Identifying if gpu cores are used

Hi,

I have got the setup described in the image.

Either on windows or wsl2. altough the cuda is available, I don’t manage to run llm inference on gpu.
It looks like the models are loaded on gpu memory, but It seems using cpu for inference.

Is there a way to monitor gpu activity ?

I setted up the pip with extra url cuda torch version

nvidia-smi should show the activity. Move a large tensor to the device and execute a matmul in a loop after you confirmed the tensor was moved to the GPU by checking its .device attribute as a quick check.

Yeah, it’s possible for a model to be loaded onto the GPU (so memory usage shows up) but still have inference happen on the CPU if the inputs or some parts of the model aren’t on the GPU.
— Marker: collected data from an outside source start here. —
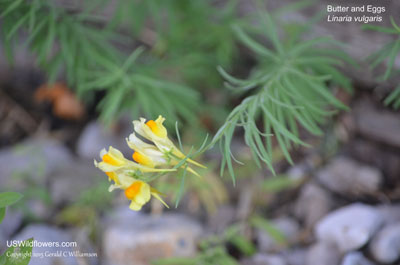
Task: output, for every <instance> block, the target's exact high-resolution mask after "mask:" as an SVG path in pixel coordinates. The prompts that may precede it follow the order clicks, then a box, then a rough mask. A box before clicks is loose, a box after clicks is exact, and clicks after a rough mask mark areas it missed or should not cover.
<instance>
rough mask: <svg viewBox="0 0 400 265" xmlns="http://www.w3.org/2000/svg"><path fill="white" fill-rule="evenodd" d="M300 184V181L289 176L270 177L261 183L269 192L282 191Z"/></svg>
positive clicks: (264, 189) (264, 180)
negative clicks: (270, 177) (299, 183)
mask: <svg viewBox="0 0 400 265" xmlns="http://www.w3.org/2000/svg"><path fill="white" fill-rule="evenodd" d="M298 185H299V181H298V180H296V179H293V178H290V177H288V176H276V177H274V178H268V179H266V180H264V181H263V182H262V183H261V189H262V190H264V191H268V192H280V191H282V190H286V189H289V188H293V187H296V186H298Z"/></svg>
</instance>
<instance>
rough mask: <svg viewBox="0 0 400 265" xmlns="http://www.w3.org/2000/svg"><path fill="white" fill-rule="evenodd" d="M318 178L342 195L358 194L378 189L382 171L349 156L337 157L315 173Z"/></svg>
mask: <svg viewBox="0 0 400 265" xmlns="http://www.w3.org/2000/svg"><path fill="white" fill-rule="evenodd" d="M317 178H318V180H319V181H320V182H321V183H322V184H323V185H324V186H325V187H327V188H328V189H329V190H331V191H333V192H337V193H339V194H342V195H350V196H360V195H368V194H373V193H374V192H376V191H378V190H379V186H380V183H381V182H382V173H381V172H380V171H379V170H377V169H376V168H373V167H370V166H367V165H361V164H359V163H357V162H356V161H353V160H351V159H349V158H345V157H338V158H336V159H334V160H333V161H331V162H330V163H329V164H328V165H327V166H326V167H324V168H323V169H322V170H320V171H319V172H318V173H317Z"/></svg>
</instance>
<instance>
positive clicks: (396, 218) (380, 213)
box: [376, 204, 400, 225]
mask: <svg viewBox="0 0 400 265" xmlns="http://www.w3.org/2000/svg"><path fill="white" fill-rule="evenodd" d="M376 209H377V210H378V211H379V214H380V215H381V216H382V218H383V221H384V223H385V225H386V224H396V223H400V205H399V204H391V205H379V206H377V207H376Z"/></svg>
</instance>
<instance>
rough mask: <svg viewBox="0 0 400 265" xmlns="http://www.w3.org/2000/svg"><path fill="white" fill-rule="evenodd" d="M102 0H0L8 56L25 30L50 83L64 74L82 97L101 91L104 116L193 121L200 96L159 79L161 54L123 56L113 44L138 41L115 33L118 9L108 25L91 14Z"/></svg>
mask: <svg viewBox="0 0 400 265" xmlns="http://www.w3.org/2000/svg"><path fill="white" fill-rule="evenodd" d="M104 2H105V1H92V2H91V3H90V4H83V5H82V6H80V7H79V8H83V10H80V11H78V12H77V11H76V10H74V9H68V8H66V7H60V6H58V5H56V4H55V3H53V2H51V1H45V0H34V1H32V2H31V1H26V0H18V1H13V0H5V1H1V2H0V10H4V11H3V12H2V13H1V14H0V18H2V31H1V33H2V34H1V36H2V39H3V42H4V44H5V45H4V46H5V49H6V51H7V55H8V58H9V59H10V60H12V55H13V50H12V48H13V46H14V44H15V43H17V41H18V40H19V38H18V37H19V34H17V33H19V32H27V33H28V39H27V40H26V41H25V43H26V45H29V48H30V50H31V51H32V53H33V54H34V55H35V56H36V58H37V63H38V65H39V66H40V67H41V68H42V69H43V70H44V71H45V72H46V73H47V74H48V79H49V82H53V81H55V80H57V79H60V78H63V77H64V78H65V79H66V80H67V82H68V84H69V86H70V87H73V88H75V89H76V91H77V93H78V95H80V96H81V97H82V98H84V99H85V100H90V99H91V98H93V95H94V92H95V91H98V90H102V91H105V96H104V98H103V100H102V102H101V104H100V105H99V110H100V112H101V118H102V119H103V120H104V121H106V122H111V121H112V120H113V119H115V117H117V116H118V115H119V114H120V113H121V112H124V111H127V110H128V111H129V112H131V113H132V114H133V115H134V116H138V115H139V114H138V113H140V114H145V115H146V116H149V117H150V116H156V115H158V114H160V113H163V114H164V116H167V118H168V119H167V120H170V121H171V120H179V119H184V120H187V121H194V120H195V119H194V117H196V116H195V113H196V110H197V108H196V107H195V106H200V102H199V95H198V94H197V93H196V92H195V91H193V90H192V89H190V88H188V87H186V86H184V85H179V84H177V83H175V82H172V81H166V80H165V81H164V79H167V78H166V76H165V74H164V73H163V72H162V71H163V69H162V68H161V67H160V66H161V63H160V62H161V61H162V60H161V58H159V59H156V58H155V57H154V56H152V55H151V54H149V53H147V54H145V55H143V56H141V58H138V56H139V54H140V53H142V52H143V49H142V48H138V49H136V50H135V51H133V52H132V53H131V55H130V56H129V57H128V58H127V59H126V60H125V59H124V58H125V57H126V56H125V53H124V52H121V49H119V48H117V47H116V45H119V46H123V45H126V44H127V43H130V44H131V46H132V45H134V44H135V43H137V42H135V41H132V40H131V39H130V38H129V37H128V38H127V37H124V36H123V35H122V34H119V33H117V29H116V25H118V20H120V17H119V16H120V14H119V12H116V13H115V16H114V18H113V19H112V20H111V21H110V22H109V23H108V24H107V23H106V24H105V23H104V21H103V20H102V18H101V17H100V16H96V15H94V14H96V12H101V10H103V9H104V8H105V7H106V6H107V5H106V4H105V3H104ZM144 2H146V1H143V2H141V3H140V4H143V3H144ZM122 3H123V4H122ZM125 4H126V5H131V6H132V8H133V9H134V8H135V7H137V5H139V3H137V2H135V1H132V2H129V3H126V2H125V1H120V3H119V5H120V6H125ZM146 5H147V4H146ZM93 10H96V12H93ZM99 10H100V11H99ZM139 11H140V8H138V9H137V10H136V11H135V13H137V12H139ZM130 16H131V17H135V18H136V16H135V15H132V14H130ZM104 24H105V25H104ZM139 59H140V61H139ZM164 68H165V67H164ZM160 77H163V78H162V79H160ZM161 80H163V81H161Z"/></svg>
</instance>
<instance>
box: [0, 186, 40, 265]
mask: <svg viewBox="0 0 400 265" xmlns="http://www.w3.org/2000/svg"><path fill="white" fill-rule="evenodd" d="M22 197H23V195H22V194H21V193H18V192H1V193H0V223H1V222H2V221H3V219H4V217H5V214H6V207H8V206H11V205H13V204H15V203H17V202H18V201H19V200H21V199H22ZM32 242H33V238H31V239H28V240H25V241H23V242H21V245H20V246H18V247H10V248H8V249H7V250H6V251H5V252H4V253H3V254H2V255H0V265H14V264H15V265H27V264H28V263H29V261H30V259H31V253H32Z"/></svg>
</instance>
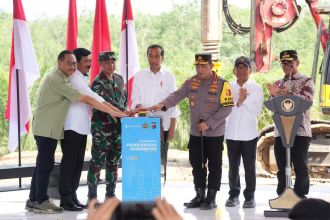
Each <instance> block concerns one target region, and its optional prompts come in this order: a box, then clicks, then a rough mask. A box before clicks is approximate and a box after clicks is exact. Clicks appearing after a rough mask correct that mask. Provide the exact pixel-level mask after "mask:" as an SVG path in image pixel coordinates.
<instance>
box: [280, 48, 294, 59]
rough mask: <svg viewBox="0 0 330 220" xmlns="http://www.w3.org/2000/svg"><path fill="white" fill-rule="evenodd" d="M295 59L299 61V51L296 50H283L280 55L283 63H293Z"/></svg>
mask: <svg viewBox="0 0 330 220" xmlns="http://www.w3.org/2000/svg"><path fill="white" fill-rule="evenodd" d="M294 59H298V54H297V51H295V50H283V51H282V52H281V53H280V60H281V61H292V60H294Z"/></svg>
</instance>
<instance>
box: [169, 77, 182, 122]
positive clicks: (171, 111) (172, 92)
mask: <svg viewBox="0 0 330 220" xmlns="http://www.w3.org/2000/svg"><path fill="white" fill-rule="evenodd" d="M170 76H171V77H169V79H168V81H169V94H171V93H173V92H174V91H175V90H176V80H175V76H174V75H173V74H171V75H170ZM166 114H167V115H168V116H169V117H170V118H177V117H178V116H179V115H180V110H179V109H178V107H177V106H174V107H172V108H169V109H168V110H167V111H166Z"/></svg>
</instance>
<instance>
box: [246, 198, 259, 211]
mask: <svg viewBox="0 0 330 220" xmlns="http://www.w3.org/2000/svg"><path fill="white" fill-rule="evenodd" d="M254 207H256V202H255V201H254V199H250V200H245V201H244V203H243V208H247V209H249V208H254Z"/></svg>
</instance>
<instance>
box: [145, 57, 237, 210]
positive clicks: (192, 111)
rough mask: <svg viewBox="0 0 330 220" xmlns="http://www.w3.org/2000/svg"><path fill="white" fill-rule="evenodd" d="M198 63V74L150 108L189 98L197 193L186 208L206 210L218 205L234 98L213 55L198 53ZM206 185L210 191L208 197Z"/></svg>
mask: <svg viewBox="0 0 330 220" xmlns="http://www.w3.org/2000/svg"><path fill="white" fill-rule="evenodd" d="M195 66H196V74H195V75H194V76H193V77H191V78H189V79H187V80H186V81H185V82H184V84H183V85H182V86H181V88H180V89H178V90H176V91H175V92H173V93H172V94H170V95H169V96H168V97H167V98H166V99H164V100H163V101H162V102H160V103H158V104H157V105H155V106H153V107H151V108H150V110H159V109H161V110H166V109H168V108H171V107H173V106H175V105H177V104H178V103H179V102H180V101H181V100H183V99H184V98H189V108H190V138H189V144H188V148H189V161H190V164H191V166H192V169H193V170H192V174H193V177H194V185H195V191H196V196H195V198H193V199H192V200H191V201H190V202H187V203H184V205H185V206H186V207H187V208H198V207H200V209H202V210H206V209H213V208H216V207H217V205H216V203H215V198H216V193H217V191H218V190H220V184H221V169H222V168H221V166H222V150H223V139H224V138H223V137H224V131H225V124H226V117H227V116H228V115H229V113H230V112H231V109H232V106H233V97H232V94H231V89H230V84H229V83H228V82H227V81H225V80H224V79H222V78H221V77H219V76H217V75H216V74H215V73H214V72H213V71H212V68H213V63H212V56H211V54H208V53H200V54H196V55H195ZM206 163H207V164H208V169H209V173H207V167H206V166H205V164H206ZM207 174H208V175H207ZM206 188H207V189H208V190H207V196H206V197H205V189H206Z"/></svg>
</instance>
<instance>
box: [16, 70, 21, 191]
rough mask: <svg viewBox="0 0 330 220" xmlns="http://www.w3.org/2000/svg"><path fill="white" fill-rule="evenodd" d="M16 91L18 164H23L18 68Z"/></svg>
mask: <svg viewBox="0 0 330 220" xmlns="http://www.w3.org/2000/svg"><path fill="white" fill-rule="evenodd" d="M16 92H17V94H16V95H17V126H18V128H17V131H18V132H17V134H18V136H17V139H18V166H19V167H20V166H22V161H21V158H22V157H21V115H20V100H19V74H18V69H16ZM18 186H19V188H22V178H21V177H19V183H18Z"/></svg>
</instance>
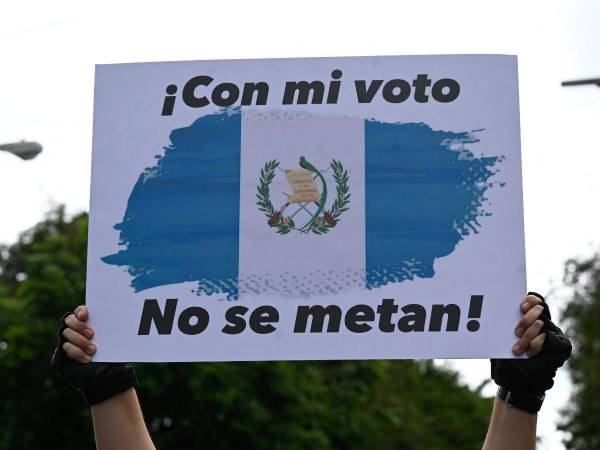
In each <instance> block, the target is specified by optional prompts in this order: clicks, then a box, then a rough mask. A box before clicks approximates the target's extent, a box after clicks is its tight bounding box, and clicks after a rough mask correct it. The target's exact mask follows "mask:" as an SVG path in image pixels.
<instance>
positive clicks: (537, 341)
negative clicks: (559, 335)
mask: <svg viewBox="0 0 600 450" xmlns="http://www.w3.org/2000/svg"><path fill="white" fill-rule="evenodd" d="M545 340H546V333H542V334H540V335H539V336H537V337H536V338H535V339H532V341H531V342H530V343H529V350H527V356H529V357H532V356H535V355H537V354H538V353H539V352H541V351H542V348H543V347H544V341H545Z"/></svg>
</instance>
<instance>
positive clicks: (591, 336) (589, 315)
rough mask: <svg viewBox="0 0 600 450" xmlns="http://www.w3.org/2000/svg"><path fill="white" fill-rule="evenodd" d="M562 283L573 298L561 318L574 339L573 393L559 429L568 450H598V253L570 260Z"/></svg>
mask: <svg viewBox="0 0 600 450" xmlns="http://www.w3.org/2000/svg"><path fill="white" fill-rule="evenodd" d="M565 284H567V285H568V286H570V287H572V288H573V297H572V299H571V301H570V303H569V304H568V306H567V307H566V309H565V311H564V314H563V318H564V319H565V320H566V323H567V327H568V332H569V334H570V335H571V336H577V339H576V340H574V343H575V345H574V348H573V355H572V356H571V358H570V359H569V368H570V369H571V378H572V381H573V385H574V394H573V398H572V399H571V402H570V404H569V406H568V407H567V408H565V410H564V411H563V413H564V415H565V420H564V421H563V423H562V425H561V426H560V429H562V430H564V431H567V432H569V433H570V437H569V438H568V439H567V441H565V445H566V447H567V448H568V449H573V450H598V449H600V427H599V426H598V425H599V423H598V417H599V416H600V395H598V394H599V393H600V254H596V255H595V256H594V257H592V258H589V259H584V260H580V261H577V260H571V261H569V262H567V265H566V269H565Z"/></svg>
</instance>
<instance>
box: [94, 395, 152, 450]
mask: <svg viewBox="0 0 600 450" xmlns="http://www.w3.org/2000/svg"><path fill="white" fill-rule="evenodd" d="M92 419H93V422H94V434H95V436H96V448H97V449H98V450H109V449H110V450H120V449H123V450H138V449H139V450H151V449H154V448H155V447H154V444H153V443H152V440H151V439H150V435H149V434H148V430H147V428H146V424H145V423H144V417H143V416H142V410H141V408H140V404H139V402H138V399H137V394H136V392H135V389H133V388H132V389H129V390H128V391H125V392H123V393H121V394H117V395H115V396H114V397H111V398H109V399H108V400H105V401H103V402H101V403H98V404H96V405H93V406H92Z"/></svg>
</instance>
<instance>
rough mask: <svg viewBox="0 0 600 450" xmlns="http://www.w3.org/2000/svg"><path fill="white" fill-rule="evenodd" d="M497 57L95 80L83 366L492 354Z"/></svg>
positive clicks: (453, 57) (140, 73)
mask: <svg viewBox="0 0 600 450" xmlns="http://www.w3.org/2000/svg"><path fill="white" fill-rule="evenodd" d="M517 86H518V83H517V60H516V57H514V56H503V55H452V56H450V55H449V56H386V57H356V58H306V59H265V60H224V61H189V62H164V63H144V64H119V65H101V66H97V68H96V85H95V105H94V141H93V165H92V189H91V208H90V209H91V211H90V231H89V252H88V273H87V295H86V303H87V305H88V306H89V308H90V312H91V323H92V326H93V327H94V328H95V330H96V335H95V342H96V344H97V346H98V352H97V354H96V356H95V360H96V361H229V360H278V359H290V360H297V359H376V358H377V359H379V358H483V357H485V358H487V357H510V356H511V345H512V343H513V341H514V339H515V337H514V333H513V328H514V325H515V323H516V321H517V320H518V318H519V311H518V307H517V306H518V303H519V301H520V300H521V298H522V296H523V293H524V292H525V255H524V236H523V204H522V181H521V160H520V140H519V108H518V89H517Z"/></svg>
To monitor actual GPU usage, you can use:

  • Windows: Task Manager > Performance tab > GPU section, but this sometimes doesn’t show detailed compute usage.
  • WSL2 or Linux: Run nvidia-smi in the terminal. It shows GPU memory usage, running processes, and GPU utilization (look at the “Volatile GPU-Util” column).
  • For a more detailed view, try nvidia-smi dmon or use tools like nvtop.

Also, make sure both your model and your inputs are on the same device (cuda). A common issue is forgetting to move the input tensors to the GPU before inference:

model = model.to(“cuda”)
input = input.to(“cuda”)
output = model(input)

If anything’s still unclear, feel free to share a code snippet; it might help track it down.